As soon as the New York Post published the expose about Hunter’s emails, Devin Coldewey of TechCrunch wrote that the provenance of the laptop was extremely fishy. Some suspected that Russian disinformation was involved. Coldewey wrote, “But even supposing no global influence effort existed, the provenance of this so-called leak would be difficult to swallow. So much so that major news organizations have held off coverage, and Facebook and Twitter have both limited the distribution of the NY Post article.” As a techie, he finds the whole story not credible. He gives several reasons why it defies common sense. He writes:

It is beyond the worst operational security in the world to give an unencrypted device with confidential data on it to a third party. It is, however, very much a valid way for someone to make a device appear to be from a person or organization without providing any verification that it is so...

The repair shop supposedly could not identify Hunter Biden, who lives in Los Angeles, as the customer. But the invoice (for $85 — remarkably cheap for diagnosis, recovery, and backup of three damaged Macs) has “Hunter Biden” written right on it, with a phone number and one of the email addresses he reportedly used. It seems unlikely that Hunter Biden’s personal laptop — again, loaded with personal and confidential information, and possibly communications with the VP — would be given to a small repair shop (rather than an Apple Store or vetted dealer) and that shop would be given his personal details for contact...

The idea that Biden or his assistant or whoever would not return to pick up the laptop or pay for the services is extremely suspicious. Again, these are supposedly the personal devices of someone who communicated regularly with the VP, and whose work had come under intense scrutiny long before they were dropped off. They would not be treated lightly or forgotten. On the other hand, someone who wanted this data to be inspected would do exactly this…

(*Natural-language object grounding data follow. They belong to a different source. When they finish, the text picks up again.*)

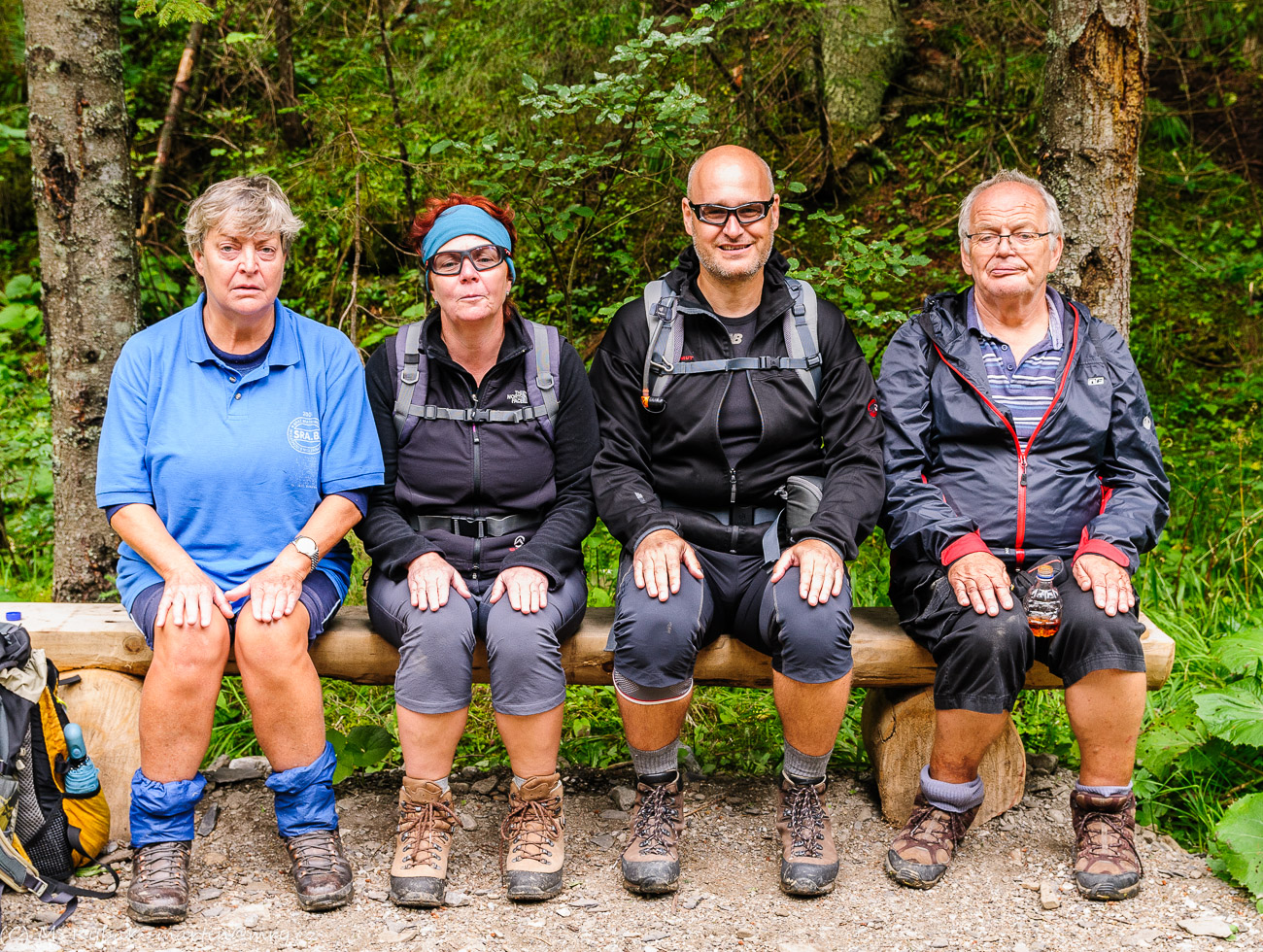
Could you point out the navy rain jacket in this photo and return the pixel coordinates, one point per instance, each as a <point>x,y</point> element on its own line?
<point>1089,480</point>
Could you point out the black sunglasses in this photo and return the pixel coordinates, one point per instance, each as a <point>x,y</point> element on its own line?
<point>718,215</point>
<point>484,257</point>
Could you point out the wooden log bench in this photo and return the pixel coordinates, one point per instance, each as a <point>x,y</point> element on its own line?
<point>101,645</point>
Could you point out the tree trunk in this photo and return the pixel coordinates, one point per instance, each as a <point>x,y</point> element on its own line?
<point>1095,83</point>
<point>84,209</point>
<point>862,46</point>
<point>291,127</point>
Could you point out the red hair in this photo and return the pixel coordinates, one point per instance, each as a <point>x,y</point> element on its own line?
<point>425,221</point>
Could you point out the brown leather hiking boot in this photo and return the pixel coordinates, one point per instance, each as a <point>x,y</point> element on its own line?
<point>158,894</point>
<point>424,843</point>
<point>808,859</point>
<point>920,854</point>
<point>533,834</point>
<point>1107,865</point>
<point>320,868</point>
<point>651,862</point>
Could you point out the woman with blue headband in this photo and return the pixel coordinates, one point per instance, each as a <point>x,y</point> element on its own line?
<point>488,433</point>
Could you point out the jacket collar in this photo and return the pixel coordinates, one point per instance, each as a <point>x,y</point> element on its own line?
<point>285,350</point>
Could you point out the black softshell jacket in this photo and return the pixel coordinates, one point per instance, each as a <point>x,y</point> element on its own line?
<point>451,467</point>
<point>1089,479</point>
<point>677,454</point>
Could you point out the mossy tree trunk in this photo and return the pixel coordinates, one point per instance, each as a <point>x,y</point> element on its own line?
<point>1095,81</point>
<point>84,209</point>
<point>862,46</point>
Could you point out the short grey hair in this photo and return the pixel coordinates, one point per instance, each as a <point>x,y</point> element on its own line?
<point>248,205</point>
<point>767,171</point>
<point>1049,205</point>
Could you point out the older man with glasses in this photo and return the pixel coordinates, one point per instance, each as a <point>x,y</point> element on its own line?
<point>1018,436</point>
<point>732,404</point>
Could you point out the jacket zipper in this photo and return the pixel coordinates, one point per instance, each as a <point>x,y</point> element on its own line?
<point>1023,452</point>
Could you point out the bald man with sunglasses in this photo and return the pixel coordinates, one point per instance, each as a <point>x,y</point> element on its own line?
<point>699,452</point>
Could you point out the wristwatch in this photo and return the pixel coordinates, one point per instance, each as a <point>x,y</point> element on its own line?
<point>308,548</point>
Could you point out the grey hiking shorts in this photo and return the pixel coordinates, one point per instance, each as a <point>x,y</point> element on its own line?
<point>436,648</point>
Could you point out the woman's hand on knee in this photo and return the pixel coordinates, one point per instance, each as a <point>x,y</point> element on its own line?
<point>274,591</point>
<point>429,580</point>
<point>189,597</point>
<point>527,589</point>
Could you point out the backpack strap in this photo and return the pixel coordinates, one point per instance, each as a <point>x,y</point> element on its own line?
<point>413,379</point>
<point>542,388</point>
<point>802,336</point>
<point>660,313</point>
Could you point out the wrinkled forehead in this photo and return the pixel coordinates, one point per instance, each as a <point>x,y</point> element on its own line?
<point>1009,203</point>
<point>731,182</point>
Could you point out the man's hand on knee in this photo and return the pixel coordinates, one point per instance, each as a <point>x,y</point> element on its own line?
<point>656,563</point>
<point>1109,582</point>
<point>981,581</point>
<point>821,569</point>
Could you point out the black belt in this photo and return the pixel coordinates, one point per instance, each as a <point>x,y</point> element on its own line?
<point>478,527</point>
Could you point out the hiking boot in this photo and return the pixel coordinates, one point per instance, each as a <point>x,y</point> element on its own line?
<point>808,859</point>
<point>158,894</point>
<point>920,854</point>
<point>651,863</point>
<point>533,833</point>
<point>1107,865</point>
<point>320,868</point>
<point>424,843</point>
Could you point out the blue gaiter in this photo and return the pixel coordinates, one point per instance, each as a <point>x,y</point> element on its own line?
<point>163,812</point>
<point>304,796</point>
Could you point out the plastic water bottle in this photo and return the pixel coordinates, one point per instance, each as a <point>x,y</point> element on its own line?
<point>1043,603</point>
<point>83,778</point>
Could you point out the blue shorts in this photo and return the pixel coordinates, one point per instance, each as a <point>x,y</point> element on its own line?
<point>319,596</point>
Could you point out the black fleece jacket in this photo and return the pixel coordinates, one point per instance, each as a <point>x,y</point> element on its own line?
<point>516,467</point>
<point>678,454</point>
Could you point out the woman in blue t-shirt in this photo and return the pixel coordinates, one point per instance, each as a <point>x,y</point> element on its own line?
<point>236,452</point>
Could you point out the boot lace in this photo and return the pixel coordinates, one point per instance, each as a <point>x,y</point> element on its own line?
<point>314,852</point>
<point>163,865</point>
<point>1104,836</point>
<point>656,822</point>
<point>531,829</point>
<point>804,817</point>
<point>422,836</point>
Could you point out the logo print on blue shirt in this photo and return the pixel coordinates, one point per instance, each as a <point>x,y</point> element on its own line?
<point>303,433</point>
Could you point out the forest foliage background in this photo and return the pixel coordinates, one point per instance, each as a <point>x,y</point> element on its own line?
<point>585,114</point>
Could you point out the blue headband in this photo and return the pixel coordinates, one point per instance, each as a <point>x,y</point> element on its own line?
<point>466,220</point>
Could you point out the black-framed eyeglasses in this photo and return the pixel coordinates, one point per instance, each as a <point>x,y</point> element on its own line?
<point>718,215</point>
<point>484,257</point>
<point>1017,239</point>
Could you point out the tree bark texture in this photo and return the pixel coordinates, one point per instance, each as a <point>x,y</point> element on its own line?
<point>178,91</point>
<point>862,46</point>
<point>1095,83</point>
<point>84,207</point>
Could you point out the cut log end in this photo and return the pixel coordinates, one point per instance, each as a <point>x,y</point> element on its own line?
<point>898,730</point>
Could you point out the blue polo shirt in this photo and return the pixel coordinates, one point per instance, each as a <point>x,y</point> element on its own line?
<point>232,462</point>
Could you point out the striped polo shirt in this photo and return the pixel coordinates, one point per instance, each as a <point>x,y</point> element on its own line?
<point>1024,389</point>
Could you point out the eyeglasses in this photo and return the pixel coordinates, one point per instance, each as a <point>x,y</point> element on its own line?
<point>484,257</point>
<point>718,215</point>
<point>1018,239</point>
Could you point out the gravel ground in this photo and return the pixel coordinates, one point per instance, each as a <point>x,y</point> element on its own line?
<point>1008,889</point>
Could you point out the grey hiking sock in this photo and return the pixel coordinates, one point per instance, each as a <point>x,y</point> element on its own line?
<point>665,761</point>
<point>951,797</point>
<point>803,767</point>
<point>1103,791</point>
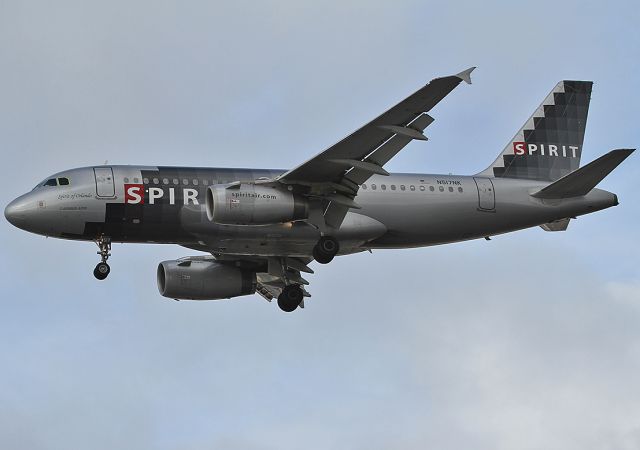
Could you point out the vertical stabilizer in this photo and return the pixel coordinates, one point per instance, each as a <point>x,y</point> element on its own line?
<point>549,145</point>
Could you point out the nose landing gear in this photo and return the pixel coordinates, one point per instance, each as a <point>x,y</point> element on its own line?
<point>102,269</point>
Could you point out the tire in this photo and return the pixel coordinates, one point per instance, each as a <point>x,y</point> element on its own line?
<point>101,271</point>
<point>290,298</point>
<point>326,249</point>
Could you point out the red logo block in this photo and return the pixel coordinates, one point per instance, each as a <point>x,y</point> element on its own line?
<point>134,194</point>
<point>519,148</point>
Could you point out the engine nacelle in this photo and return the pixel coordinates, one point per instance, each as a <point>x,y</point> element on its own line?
<point>250,204</point>
<point>203,280</point>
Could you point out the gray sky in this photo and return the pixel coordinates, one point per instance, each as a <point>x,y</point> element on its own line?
<point>530,341</point>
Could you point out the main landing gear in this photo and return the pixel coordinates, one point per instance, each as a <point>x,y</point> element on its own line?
<point>326,249</point>
<point>102,269</point>
<point>290,298</point>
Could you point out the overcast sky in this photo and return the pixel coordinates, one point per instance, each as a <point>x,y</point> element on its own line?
<point>529,341</point>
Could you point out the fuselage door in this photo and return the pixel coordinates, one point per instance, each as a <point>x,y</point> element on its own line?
<point>104,182</point>
<point>486,194</point>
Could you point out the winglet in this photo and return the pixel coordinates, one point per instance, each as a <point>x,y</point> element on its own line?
<point>465,75</point>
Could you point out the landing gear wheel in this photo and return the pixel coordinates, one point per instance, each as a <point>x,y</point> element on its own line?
<point>326,249</point>
<point>101,271</point>
<point>290,298</point>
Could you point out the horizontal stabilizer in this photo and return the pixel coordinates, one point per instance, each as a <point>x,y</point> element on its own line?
<point>582,180</point>
<point>556,225</point>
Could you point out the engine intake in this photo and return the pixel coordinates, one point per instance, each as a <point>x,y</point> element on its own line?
<point>250,204</point>
<point>203,280</point>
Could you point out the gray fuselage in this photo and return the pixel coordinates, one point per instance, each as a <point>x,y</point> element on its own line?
<point>397,211</point>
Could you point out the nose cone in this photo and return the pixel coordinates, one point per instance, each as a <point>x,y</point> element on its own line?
<point>17,211</point>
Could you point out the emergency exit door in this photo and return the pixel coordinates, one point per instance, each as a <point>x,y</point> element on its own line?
<point>104,182</point>
<point>486,194</point>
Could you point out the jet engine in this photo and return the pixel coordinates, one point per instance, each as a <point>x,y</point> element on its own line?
<point>192,279</point>
<point>250,204</point>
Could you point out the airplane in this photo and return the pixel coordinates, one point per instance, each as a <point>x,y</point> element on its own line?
<point>260,229</point>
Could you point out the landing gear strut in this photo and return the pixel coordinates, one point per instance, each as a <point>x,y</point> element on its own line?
<point>290,298</point>
<point>102,269</point>
<point>326,248</point>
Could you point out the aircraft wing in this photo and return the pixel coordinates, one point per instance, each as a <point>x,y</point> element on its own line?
<point>334,176</point>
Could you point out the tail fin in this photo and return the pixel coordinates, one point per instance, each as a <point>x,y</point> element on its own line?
<point>549,144</point>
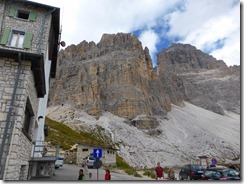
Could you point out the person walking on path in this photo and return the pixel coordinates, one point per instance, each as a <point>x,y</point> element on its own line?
<point>171,174</point>
<point>159,172</point>
<point>81,175</point>
<point>90,176</point>
<point>107,175</point>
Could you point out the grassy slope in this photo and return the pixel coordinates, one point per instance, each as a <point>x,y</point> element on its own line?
<point>68,137</point>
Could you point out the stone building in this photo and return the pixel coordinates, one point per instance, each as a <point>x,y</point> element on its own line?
<point>29,41</point>
<point>108,153</point>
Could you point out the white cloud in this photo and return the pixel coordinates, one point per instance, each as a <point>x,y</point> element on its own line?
<point>203,23</point>
<point>200,23</point>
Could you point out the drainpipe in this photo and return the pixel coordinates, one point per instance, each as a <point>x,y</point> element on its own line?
<point>42,30</point>
<point>9,125</point>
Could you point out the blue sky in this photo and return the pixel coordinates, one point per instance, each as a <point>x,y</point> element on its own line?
<point>212,26</point>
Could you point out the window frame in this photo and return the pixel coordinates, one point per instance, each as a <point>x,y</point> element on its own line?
<point>20,39</point>
<point>22,12</point>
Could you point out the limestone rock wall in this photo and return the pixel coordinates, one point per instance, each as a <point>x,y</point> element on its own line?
<point>116,75</point>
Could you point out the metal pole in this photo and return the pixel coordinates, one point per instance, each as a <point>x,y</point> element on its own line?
<point>8,125</point>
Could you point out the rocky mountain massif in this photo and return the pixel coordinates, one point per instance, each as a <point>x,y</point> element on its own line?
<point>116,78</point>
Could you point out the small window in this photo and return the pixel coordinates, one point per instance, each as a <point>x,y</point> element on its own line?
<point>23,14</point>
<point>17,39</point>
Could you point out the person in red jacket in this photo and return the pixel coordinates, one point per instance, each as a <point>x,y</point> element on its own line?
<point>159,172</point>
<point>107,175</point>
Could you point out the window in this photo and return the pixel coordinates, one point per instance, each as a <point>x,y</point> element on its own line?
<point>17,39</point>
<point>23,14</point>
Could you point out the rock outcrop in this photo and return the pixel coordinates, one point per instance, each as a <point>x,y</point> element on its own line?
<point>116,75</point>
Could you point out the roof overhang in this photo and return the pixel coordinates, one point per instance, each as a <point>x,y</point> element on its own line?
<point>37,66</point>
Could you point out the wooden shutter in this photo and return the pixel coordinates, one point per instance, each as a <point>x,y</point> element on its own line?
<point>32,16</point>
<point>5,35</point>
<point>28,40</point>
<point>12,12</point>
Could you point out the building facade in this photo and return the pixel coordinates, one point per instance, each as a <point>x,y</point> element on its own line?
<point>29,39</point>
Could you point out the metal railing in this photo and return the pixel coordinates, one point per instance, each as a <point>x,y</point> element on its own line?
<point>46,149</point>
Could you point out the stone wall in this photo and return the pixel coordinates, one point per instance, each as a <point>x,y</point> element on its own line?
<point>20,149</point>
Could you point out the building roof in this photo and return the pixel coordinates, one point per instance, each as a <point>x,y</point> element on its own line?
<point>53,54</point>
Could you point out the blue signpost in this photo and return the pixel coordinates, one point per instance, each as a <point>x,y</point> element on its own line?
<point>97,153</point>
<point>214,162</point>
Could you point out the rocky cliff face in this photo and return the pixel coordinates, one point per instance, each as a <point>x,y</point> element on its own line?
<point>143,109</point>
<point>116,75</point>
<point>191,75</point>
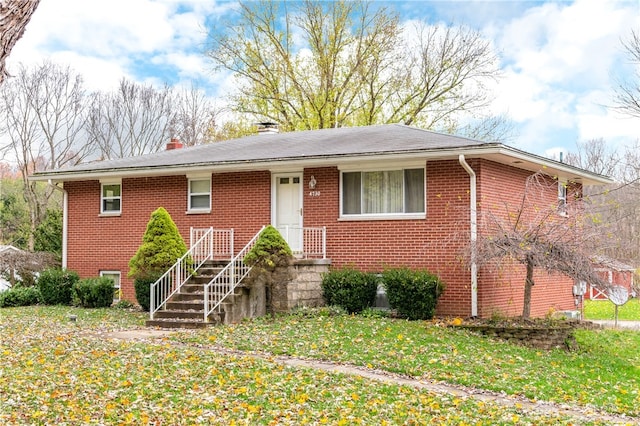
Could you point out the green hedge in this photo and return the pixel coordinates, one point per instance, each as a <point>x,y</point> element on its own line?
<point>93,293</point>
<point>56,286</point>
<point>412,293</point>
<point>19,296</point>
<point>350,289</point>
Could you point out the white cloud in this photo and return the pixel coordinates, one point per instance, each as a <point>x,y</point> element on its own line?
<point>559,61</point>
<point>560,58</point>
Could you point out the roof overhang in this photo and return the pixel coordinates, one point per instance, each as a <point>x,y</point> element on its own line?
<point>494,152</point>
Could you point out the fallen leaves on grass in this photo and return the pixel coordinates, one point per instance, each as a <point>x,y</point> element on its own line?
<point>56,373</point>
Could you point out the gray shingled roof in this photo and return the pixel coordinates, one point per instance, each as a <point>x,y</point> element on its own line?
<point>348,142</point>
<point>294,145</point>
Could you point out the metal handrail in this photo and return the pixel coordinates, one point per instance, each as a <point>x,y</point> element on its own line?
<point>172,280</point>
<point>226,281</point>
<point>307,242</point>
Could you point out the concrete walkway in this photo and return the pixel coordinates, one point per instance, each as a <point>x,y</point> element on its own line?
<point>580,413</point>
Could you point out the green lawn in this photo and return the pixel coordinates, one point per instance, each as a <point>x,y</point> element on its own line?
<point>605,310</point>
<point>54,371</point>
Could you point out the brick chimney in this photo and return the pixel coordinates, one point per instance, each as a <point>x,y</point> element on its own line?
<point>267,128</point>
<point>174,144</point>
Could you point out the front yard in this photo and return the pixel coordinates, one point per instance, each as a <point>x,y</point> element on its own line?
<point>53,370</point>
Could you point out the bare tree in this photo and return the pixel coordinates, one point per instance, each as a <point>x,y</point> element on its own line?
<point>195,118</point>
<point>627,94</point>
<point>14,17</point>
<point>43,122</point>
<point>534,234</point>
<point>596,156</point>
<point>615,206</point>
<point>132,120</point>
<point>24,264</point>
<point>331,64</point>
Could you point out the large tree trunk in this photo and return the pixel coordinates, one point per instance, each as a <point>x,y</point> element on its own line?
<point>14,16</point>
<point>528,285</point>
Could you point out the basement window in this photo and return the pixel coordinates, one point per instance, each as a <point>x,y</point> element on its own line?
<point>562,198</point>
<point>111,198</point>
<point>199,195</point>
<point>115,277</point>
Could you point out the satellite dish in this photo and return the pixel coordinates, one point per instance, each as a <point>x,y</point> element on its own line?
<point>618,295</point>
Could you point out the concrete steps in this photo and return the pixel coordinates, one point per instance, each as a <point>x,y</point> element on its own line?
<point>186,309</point>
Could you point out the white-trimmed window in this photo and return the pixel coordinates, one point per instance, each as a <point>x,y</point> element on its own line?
<point>385,193</point>
<point>115,277</point>
<point>562,197</point>
<point>110,197</point>
<point>199,194</point>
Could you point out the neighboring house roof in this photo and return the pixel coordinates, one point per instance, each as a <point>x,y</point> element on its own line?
<point>612,264</point>
<point>6,248</point>
<point>315,148</point>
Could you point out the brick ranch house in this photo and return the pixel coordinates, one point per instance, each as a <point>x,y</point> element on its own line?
<point>385,195</point>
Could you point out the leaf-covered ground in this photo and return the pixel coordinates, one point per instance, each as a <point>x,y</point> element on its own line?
<point>605,310</point>
<point>55,371</point>
<point>603,373</point>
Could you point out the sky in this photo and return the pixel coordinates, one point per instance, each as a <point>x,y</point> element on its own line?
<point>560,60</point>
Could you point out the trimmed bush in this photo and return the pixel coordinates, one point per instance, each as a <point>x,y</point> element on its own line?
<point>412,293</point>
<point>269,251</point>
<point>143,291</point>
<point>93,293</point>
<point>162,245</point>
<point>56,286</point>
<point>19,296</point>
<point>350,289</point>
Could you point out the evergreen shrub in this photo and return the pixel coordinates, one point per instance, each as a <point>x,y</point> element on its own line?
<point>412,293</point>
<point>350,289</point>
<point>269,251</point>
<point>56,286</point>
<point>93,293</point>
<point>19,296</point>
<point>162,245</point>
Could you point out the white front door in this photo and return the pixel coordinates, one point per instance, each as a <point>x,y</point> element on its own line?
<point>287,209</point>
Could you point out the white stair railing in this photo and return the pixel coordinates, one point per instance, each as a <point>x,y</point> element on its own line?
<point>307,242</point>
<point>172,280</point>
<point>222,241</point>
<point>224,284</point>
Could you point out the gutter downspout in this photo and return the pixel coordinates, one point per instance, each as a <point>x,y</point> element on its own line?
<point>474,234</point>
<point>65,221</point>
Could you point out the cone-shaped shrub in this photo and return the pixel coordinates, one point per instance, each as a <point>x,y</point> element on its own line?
<point>161,246</point>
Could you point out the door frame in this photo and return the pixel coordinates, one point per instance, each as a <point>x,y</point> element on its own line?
<point>274,195</point>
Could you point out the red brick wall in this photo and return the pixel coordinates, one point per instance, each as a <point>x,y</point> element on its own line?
<point>242,201</point>
<point>433,243</point>
<point>501,286</point>
<point>239,200</point>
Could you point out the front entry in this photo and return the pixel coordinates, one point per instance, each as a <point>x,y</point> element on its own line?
<point>287,208</point>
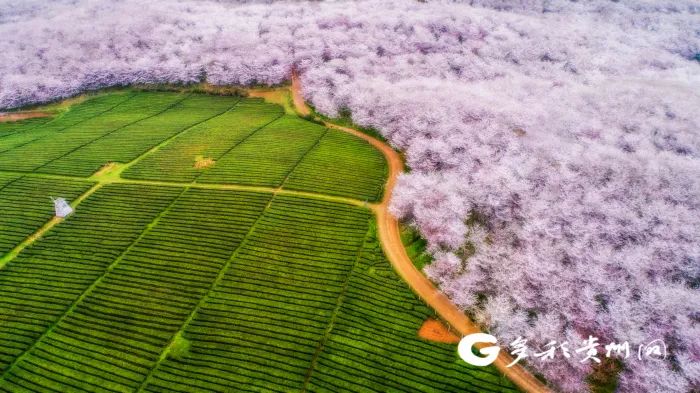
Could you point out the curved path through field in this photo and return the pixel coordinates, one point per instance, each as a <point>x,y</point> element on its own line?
<point>390,237</point>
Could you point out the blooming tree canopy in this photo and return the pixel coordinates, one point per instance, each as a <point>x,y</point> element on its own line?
<point>554,145</point>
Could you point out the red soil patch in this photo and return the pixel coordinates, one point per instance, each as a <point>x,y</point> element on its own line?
<point>201,162</point>
<point>435,330</point>
<point>6,117</point>
<point>106,168</point>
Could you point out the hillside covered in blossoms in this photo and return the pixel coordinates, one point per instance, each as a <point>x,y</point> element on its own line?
<point>554,146</point>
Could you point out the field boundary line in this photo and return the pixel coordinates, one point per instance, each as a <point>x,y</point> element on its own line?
<point>169,107</point>
<point>338,304</point>
<point>222,272</point>
<point>395,252</point>
<point>92,286</point>
<point>306,153</point>
<point>52,222</point>
<point>130,96</point>
<point>209,186</point>
<point>173,137</point>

That the laptops themselves were open and unencrypted is ridiculous. The serial number of the laptop suggests it was a 2017 MacBook Pro, probably running Mojave. Every Mac running Lion or later has easily enabled built-in encryption. It would be unusual for anyone to provide a laptop for repair that had no password or protection whatsoever on its files, let alone a person like Hunter Biden — again, years into efforts to uncover personal data relating to his work in Ukraine. ..

That this information would be inspected by the repair shop at all is very suspect indeed. Recovery of an ostensibly damaged Mac would likely take the form of cloning the drive and checking its integrity against the original. There is no reason the files or apps themselves would need to be looked at in the course of the work in the first place. Some shops have software that checks file hashes, if they can see them, against a database of known child sex abuse material. And there have been notable breaches of trust where repair staff illicitly accessed the contents of a laptop to get personal data. But there’s really no legitimate reason for this business to inspect the contents of the devices they are working on, let alone share that information with anyone, let alone a partisan operative. The owner, an avid Trump supporter, gave an interview this morning giving inconsistent information on what had happened and suggested he investigated the laptops of his own volition and retained copies for personal protection.

The data itself is not convincing. The Post has published screenshots of emails instead of the full text with metadata — something you would want to do if you wanted to show they were authentic. For stories with potential political implications, it’s wise to verify.

Since Trump can’t explain his inability or unwillingness to control the pandemic, since he refuses to admit that his administration is trying to have the Affordable Care Act thrown out by the Supreme Court, since he can’t produce the health insurance plan that he claims will be better than the Affordable Care Act, since he has no policies that he can defend, all he has left is throwing mud at Joe Biden. Let’s hope the American people are not fooled.